Per-source errors are isolated: one bad Confluence page does not abort the run; a summary lists failures at the end.

  • sources table: metadata (type, URL, title, tags, content_hash, last_crawled_at, status).
  • chunks table: text, section title, 1024-dim embedding, foreign key to source.
  • HNSW index on embedding for cosine-similarity search (vector_cosine_ops).

The whole index fits in a Standard_B1ms Postgres Flexible Server for a corpus under ~50K chunks.
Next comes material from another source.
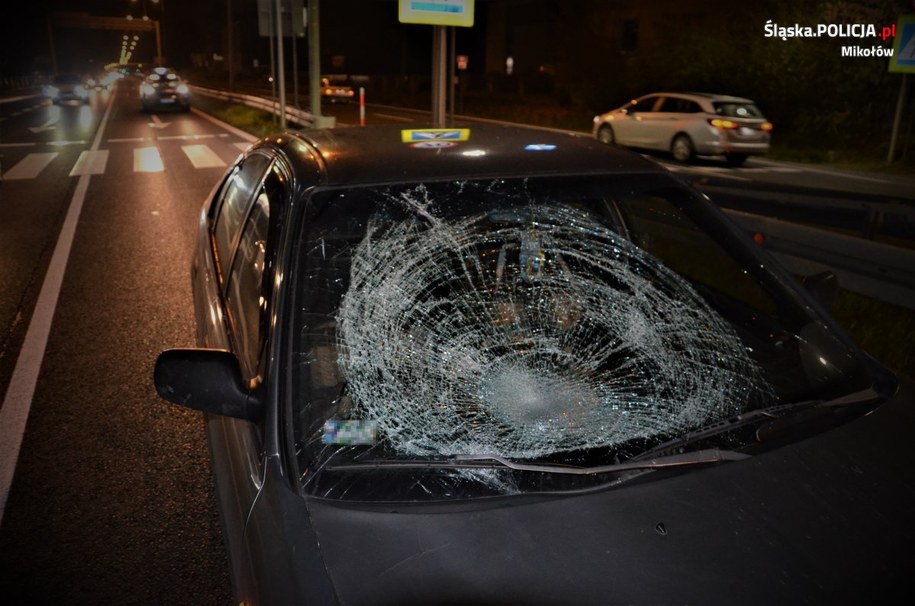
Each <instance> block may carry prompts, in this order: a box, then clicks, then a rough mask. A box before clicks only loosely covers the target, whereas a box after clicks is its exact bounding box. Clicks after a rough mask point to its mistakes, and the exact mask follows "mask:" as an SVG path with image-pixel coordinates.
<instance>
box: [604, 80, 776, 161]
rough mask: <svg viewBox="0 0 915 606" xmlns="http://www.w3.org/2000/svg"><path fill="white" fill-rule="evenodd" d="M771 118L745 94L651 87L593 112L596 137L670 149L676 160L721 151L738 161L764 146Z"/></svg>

Two surfaces, one in-process (CLI) and one hosted (multi-user team deployment):

  • docforge serve — FastMCP server over stdio. Local single-user use (Claude Code, Cursor with MCP). Loads the embedding model in-process and runs dense-only cosine search — it does NOT run the hybrid + reranker pipeline below, so results will not match production. To get the production hybrid+rerank results locally, run docforge serve --remote-api <url>, which proxies to the hosted API instead of querying in-process.
  • docforge serve --api — FastAPI over HTTP. Hosted deployment with multiple users via Entra ID authentication. Since v0.3 Phase 4b, the API offloads embedding to a separate embedder Container App by setting EMBEDDER_URL. Search API replicas drop from ~2 GB RSS to ~400 MB and cold-start in ~30 s (just container spin-up; no model load). The embedder hosts the model behind a shared-secret bearer token (EMBEDDER_TOKEN); the GPU-backed Qwen3-Embedding-4B embedder loads the ~10 GB model into VRAM in 2-3 minutes — run with minReplicas: 1 to keep it warm and avoid cold starts in production.
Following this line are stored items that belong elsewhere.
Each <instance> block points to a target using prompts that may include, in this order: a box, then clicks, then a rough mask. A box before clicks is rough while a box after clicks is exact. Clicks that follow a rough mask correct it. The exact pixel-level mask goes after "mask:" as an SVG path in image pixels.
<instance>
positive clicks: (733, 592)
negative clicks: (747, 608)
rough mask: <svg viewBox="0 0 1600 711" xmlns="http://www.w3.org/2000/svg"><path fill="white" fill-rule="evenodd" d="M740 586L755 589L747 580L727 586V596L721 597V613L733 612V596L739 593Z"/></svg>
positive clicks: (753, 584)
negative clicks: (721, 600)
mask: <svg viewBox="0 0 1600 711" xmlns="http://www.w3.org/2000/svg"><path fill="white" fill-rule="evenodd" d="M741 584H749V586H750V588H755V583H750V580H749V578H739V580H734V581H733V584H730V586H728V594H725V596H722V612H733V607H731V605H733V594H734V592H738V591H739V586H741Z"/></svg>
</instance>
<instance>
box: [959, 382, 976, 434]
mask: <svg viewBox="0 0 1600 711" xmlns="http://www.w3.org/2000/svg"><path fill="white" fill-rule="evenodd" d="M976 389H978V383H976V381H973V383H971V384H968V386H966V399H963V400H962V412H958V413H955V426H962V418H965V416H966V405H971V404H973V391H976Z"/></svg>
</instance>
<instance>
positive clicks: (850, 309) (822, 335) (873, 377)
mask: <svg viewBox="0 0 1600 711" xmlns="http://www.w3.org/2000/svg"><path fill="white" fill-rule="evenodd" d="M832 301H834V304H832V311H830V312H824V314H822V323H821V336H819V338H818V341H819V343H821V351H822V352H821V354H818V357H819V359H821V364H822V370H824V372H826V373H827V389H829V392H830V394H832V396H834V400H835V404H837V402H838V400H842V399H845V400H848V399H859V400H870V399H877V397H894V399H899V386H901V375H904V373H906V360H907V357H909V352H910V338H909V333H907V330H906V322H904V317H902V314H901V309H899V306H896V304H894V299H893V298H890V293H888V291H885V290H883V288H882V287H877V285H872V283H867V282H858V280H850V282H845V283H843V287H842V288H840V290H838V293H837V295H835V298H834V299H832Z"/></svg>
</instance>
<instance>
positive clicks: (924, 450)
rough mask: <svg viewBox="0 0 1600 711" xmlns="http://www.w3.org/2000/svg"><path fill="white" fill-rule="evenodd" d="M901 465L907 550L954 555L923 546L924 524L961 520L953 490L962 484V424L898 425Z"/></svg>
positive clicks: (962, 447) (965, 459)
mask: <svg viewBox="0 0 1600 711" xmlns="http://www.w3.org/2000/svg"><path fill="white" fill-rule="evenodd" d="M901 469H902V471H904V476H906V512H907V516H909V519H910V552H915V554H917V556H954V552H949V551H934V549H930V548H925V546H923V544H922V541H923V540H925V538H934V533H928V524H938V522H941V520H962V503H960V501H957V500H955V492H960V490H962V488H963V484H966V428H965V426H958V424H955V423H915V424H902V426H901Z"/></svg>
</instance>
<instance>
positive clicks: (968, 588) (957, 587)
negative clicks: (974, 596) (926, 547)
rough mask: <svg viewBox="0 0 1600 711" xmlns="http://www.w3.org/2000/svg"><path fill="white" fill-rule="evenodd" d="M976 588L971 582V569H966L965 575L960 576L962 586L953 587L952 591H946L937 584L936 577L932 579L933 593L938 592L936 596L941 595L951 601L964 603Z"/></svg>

Both surfaces expose a single primary tool: search_documentation(query, user_name, team_name, area_name?, limit?). Results include source URL + title + section attribution.

In the hosted API path (docforge serve --api, and the local docforge serve --remote-api proxy to it) a query runs a hybrid retrieval pass: dense pgvector similarity (HNSW, cosine) plus sparse lexical (ts_rank_cd) full-text, fused with Reciprocal Rank Fusion (RRF) and a small tag boost. (The bare in-process docforge serve stdio surface above skips this — it is dense-only.) The top rerank_top_n (default 50) candidates from that pool are then re-scored by a cross-encoder reranker (BAAI/bge-reranker-v2-m3), served by its own GPU /rerank sidecar in the hosted deployment. Reranking is opt-in and needs BOTH switches: it runs only when RERANK_ENABLED=true AND RERANKER_URL is set. With either missing, the search API returns the fused hybrid ordering.

  • A chat UI. docforge has no frontend; it hands context to whatever assistant calls it.
  • A multi-tenant SaaS. docforge assumes a single-company trust boundary — authenticated users can query any indexed source.
  • A permission-aware RAG. There are no per-document ACLs at query time.

These are conscious scope decisions. If you need any of them, Onyx is likely a better fit.